Não me sinto habilitada a fazer o luto pela avó Ainim. Recusei-me fazê-lo então. Não me parece que o faça alguma vez. Por ela continuo a ter um amor tão grande, tão grande, que não cabe neste texto. Não caberia num livro. Nem mesmo numa mega produção galardoada.

A minha avó morreu cheia de vida. O paradoxo talvez explique a renitência em aceitar que me deixou. Eu tinha quinze anos e estava tudo menos preparada para perdê-la. Fiquei desesperada. Quando a vi de boca puxada ao lado pela maldita trombose fugi. Em vez de abraçá-la, fugi. Fechei-me na casa de banho. Histérica. Ufa, a dor ainda me atravessa o peito. Por vezes sara. Por vezes sangra. Mas a psicanálise deixo para depois. Para as instâncias próprias.

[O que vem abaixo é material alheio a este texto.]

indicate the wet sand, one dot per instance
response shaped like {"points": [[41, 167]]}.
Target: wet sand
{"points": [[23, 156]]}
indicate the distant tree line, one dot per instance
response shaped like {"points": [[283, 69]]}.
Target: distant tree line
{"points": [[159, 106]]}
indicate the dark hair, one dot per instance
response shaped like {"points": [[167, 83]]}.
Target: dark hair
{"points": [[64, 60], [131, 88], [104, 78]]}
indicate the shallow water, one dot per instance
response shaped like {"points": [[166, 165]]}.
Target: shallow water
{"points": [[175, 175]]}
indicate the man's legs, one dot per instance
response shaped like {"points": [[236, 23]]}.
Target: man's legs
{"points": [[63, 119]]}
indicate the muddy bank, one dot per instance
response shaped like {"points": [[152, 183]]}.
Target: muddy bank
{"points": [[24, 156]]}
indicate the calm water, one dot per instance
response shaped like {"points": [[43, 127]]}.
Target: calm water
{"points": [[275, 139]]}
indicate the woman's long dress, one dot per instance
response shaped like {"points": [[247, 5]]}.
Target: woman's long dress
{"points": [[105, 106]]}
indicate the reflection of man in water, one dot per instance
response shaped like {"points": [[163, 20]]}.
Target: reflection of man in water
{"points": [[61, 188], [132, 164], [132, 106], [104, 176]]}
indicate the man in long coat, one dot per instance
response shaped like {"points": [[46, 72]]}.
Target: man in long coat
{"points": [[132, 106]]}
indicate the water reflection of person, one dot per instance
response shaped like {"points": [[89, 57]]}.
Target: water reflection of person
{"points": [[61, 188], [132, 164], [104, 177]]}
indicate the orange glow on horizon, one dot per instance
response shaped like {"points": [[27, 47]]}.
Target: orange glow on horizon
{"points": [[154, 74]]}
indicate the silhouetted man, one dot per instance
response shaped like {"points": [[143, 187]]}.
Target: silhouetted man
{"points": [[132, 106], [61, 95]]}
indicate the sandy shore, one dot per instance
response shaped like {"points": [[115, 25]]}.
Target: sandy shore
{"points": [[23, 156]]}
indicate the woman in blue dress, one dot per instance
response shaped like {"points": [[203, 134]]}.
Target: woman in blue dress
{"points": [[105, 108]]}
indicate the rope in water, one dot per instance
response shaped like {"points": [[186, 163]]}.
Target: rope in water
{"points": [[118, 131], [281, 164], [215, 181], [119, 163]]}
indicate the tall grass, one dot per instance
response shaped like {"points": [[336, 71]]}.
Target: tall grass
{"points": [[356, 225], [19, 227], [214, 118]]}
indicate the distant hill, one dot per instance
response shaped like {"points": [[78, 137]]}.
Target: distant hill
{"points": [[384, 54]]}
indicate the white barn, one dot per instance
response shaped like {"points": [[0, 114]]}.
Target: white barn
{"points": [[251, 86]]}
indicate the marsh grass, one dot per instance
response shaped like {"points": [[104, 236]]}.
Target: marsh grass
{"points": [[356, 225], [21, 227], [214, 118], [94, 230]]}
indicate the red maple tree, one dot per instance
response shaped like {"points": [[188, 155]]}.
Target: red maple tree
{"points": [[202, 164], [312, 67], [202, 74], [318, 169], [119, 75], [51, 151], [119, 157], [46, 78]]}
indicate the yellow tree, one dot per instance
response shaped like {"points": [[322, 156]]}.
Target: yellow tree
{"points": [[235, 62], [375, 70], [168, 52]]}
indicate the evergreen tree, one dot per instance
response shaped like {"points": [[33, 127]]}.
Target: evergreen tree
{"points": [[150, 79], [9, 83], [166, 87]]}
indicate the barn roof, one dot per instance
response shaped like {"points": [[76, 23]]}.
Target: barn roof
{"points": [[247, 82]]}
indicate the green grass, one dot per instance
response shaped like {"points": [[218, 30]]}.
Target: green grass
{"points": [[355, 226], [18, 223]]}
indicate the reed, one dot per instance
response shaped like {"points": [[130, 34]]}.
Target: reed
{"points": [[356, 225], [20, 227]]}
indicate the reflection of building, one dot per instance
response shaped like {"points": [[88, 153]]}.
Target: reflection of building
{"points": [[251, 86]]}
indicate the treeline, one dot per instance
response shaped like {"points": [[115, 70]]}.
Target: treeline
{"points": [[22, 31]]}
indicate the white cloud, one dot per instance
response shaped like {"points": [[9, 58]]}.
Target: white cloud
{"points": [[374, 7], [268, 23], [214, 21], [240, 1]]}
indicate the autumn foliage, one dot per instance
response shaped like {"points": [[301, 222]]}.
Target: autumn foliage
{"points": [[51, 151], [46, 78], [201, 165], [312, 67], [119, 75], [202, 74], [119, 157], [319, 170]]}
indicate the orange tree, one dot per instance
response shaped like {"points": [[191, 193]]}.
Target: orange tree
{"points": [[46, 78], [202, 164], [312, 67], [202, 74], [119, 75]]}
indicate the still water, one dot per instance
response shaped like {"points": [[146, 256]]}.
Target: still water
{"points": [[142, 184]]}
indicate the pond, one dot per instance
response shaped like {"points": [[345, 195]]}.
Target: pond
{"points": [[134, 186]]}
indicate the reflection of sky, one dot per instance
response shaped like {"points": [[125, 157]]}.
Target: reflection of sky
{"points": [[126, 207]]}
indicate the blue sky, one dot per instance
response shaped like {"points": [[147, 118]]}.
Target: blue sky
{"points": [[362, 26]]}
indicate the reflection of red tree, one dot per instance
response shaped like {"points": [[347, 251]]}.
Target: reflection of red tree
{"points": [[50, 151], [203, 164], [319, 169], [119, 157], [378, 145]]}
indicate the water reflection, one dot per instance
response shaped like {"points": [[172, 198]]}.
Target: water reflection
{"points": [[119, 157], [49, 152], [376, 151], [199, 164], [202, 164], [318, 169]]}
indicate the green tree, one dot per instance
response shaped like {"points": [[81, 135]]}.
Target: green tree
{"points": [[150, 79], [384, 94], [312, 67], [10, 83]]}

Não perdi completamente a avó Ainim. Tenho-a de forma diferente. Divido com ela os momentos bons. Os maus também. Até os assim-assim. Continua tão presente na minha existência, que quase lhe sinto o Anaiis da Cacherel.

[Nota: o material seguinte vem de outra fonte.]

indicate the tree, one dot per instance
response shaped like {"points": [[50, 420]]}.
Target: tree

E tão ausente, que me fazem falta tantas coisas banais. Os bracinhos flácidos e macios que eu apalpava vezes sem conta em jeito de mimo. O sumo de laranja que nas manhãs de inverno me levava à cama com uma “pontinha” de açúcar e muitas palavras doces. As repreensões pouco veementes que eu só reconhecia porque ao invés de Gracinha me chamava de Graça Maria. As cantorias que improvisava sempre que se embrenhava nas lides domésticas. As idas à missa seguidas de almoço fora onde me deixavam escolher bife, batatas fritas e sumol de ananás. A cumplicidade feita de muitos serões no sofá a ler-lhe as legendas do Dallas. As frases tão dela como “a menina não tem querer” ou “isto não é brincos para a menina”.

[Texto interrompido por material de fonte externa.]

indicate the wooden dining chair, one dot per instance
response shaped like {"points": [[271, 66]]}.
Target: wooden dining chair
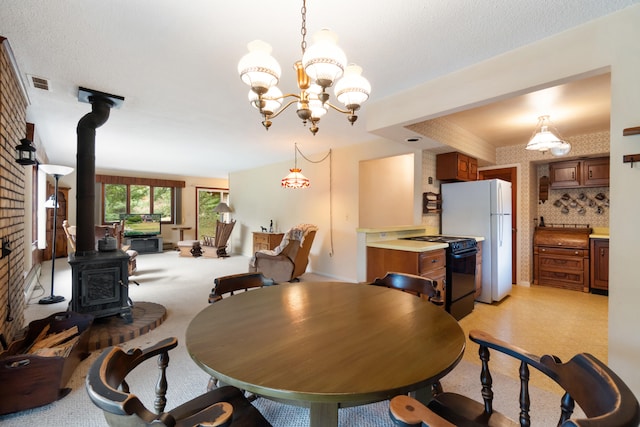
{"points": [[603, 397], [230, 285], [108, 389], [416, 285], [236, 283]]}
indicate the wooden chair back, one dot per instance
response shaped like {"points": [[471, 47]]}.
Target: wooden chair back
{"points": [[299, 253], [236, 283], [411, 283], [603, 397], [108, 389]]}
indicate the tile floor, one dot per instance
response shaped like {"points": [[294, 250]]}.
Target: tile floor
{"points": [[542, 320]]}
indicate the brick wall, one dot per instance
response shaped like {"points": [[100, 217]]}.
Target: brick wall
{"points": [[12, 196]]}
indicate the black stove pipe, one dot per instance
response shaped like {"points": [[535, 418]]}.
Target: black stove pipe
{"points": [[86, 173]]}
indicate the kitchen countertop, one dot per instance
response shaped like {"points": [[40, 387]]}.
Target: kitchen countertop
{"points": [[408, 245], [412, 245]]}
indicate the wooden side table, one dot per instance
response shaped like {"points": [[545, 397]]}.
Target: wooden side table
{"points": [[267, 241]]}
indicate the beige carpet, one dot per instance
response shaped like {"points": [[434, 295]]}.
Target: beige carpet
{"points": [[182, 286]]}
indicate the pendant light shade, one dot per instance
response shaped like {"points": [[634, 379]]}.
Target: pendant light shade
{"points": [[295, 179], [546, 137]]}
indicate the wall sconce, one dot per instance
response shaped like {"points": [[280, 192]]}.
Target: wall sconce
{"points": [[26, 152]]}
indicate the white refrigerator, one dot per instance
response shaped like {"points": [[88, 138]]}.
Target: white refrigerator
{"points": [[483, 208]]}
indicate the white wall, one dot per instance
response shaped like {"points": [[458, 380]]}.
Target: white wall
{"points": [[607, 43], [386, 191], [256, 197]]}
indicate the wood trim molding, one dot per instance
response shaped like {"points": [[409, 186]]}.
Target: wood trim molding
{"points": [[128, 180]]}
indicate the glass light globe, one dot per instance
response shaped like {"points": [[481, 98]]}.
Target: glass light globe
{"points": [[352, 89], [324, 62], [258, 68]]}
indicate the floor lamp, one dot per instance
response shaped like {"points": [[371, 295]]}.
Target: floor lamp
{"points": [[57, 172]]}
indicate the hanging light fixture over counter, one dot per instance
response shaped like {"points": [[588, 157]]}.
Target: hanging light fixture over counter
{"points": [[546, 137], [322, 65], [295, 179]]}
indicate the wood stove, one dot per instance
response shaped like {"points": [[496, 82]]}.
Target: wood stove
{"points": [[100, 280], [100, 284]]}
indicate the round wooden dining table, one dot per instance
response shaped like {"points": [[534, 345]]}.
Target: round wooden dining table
{"points": [[326, 345]]}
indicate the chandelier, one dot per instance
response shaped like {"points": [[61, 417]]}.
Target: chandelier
{"points": [[322, 65], [546, 137]]}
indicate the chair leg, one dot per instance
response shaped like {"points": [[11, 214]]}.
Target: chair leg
{"points": [[212, 384]]}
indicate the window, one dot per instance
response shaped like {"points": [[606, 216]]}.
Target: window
{"points": [[207, 199], [115, 202], [123, 195], [162, 202]]}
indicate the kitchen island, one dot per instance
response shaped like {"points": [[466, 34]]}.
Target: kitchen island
{"points": [[368, 236]]}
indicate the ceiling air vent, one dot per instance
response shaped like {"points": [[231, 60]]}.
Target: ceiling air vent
{"points": [[39, 82]]}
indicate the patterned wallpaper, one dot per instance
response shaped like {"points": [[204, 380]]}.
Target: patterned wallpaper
{"points": [[584, 206], [531, 164], [528, 161]]}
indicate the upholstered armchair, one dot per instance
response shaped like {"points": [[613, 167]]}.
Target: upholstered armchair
{"points": [[289, 260]]}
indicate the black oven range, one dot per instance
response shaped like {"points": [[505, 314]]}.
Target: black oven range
{"points": [[460, 282]]}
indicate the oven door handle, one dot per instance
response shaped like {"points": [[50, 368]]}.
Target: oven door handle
{"points": [[464, 254]]}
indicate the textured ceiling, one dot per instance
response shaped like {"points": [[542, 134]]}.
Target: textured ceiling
{"points": [[185, 109]]}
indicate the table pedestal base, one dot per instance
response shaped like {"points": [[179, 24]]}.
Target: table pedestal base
{"points": [[323, 415]]}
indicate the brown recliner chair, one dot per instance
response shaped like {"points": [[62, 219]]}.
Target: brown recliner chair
{"points": [[290, 259]]}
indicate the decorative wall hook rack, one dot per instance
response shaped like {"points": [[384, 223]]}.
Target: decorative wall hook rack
{"points": [[631, 131], [631, 158]]}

Não estou habilitada a fazer o luto da avó Ainim. Nem quero já. Gostava apenas que doesse menos a falta que ela faz.

Wednesday, November 24, 2010

Detesto ser bafejada pelo fumo dos outros. Fumei durante quinze anos. Tempo suficiente para perceber que sou adversa ao fumo e às pessoas que fumam para cima de mim.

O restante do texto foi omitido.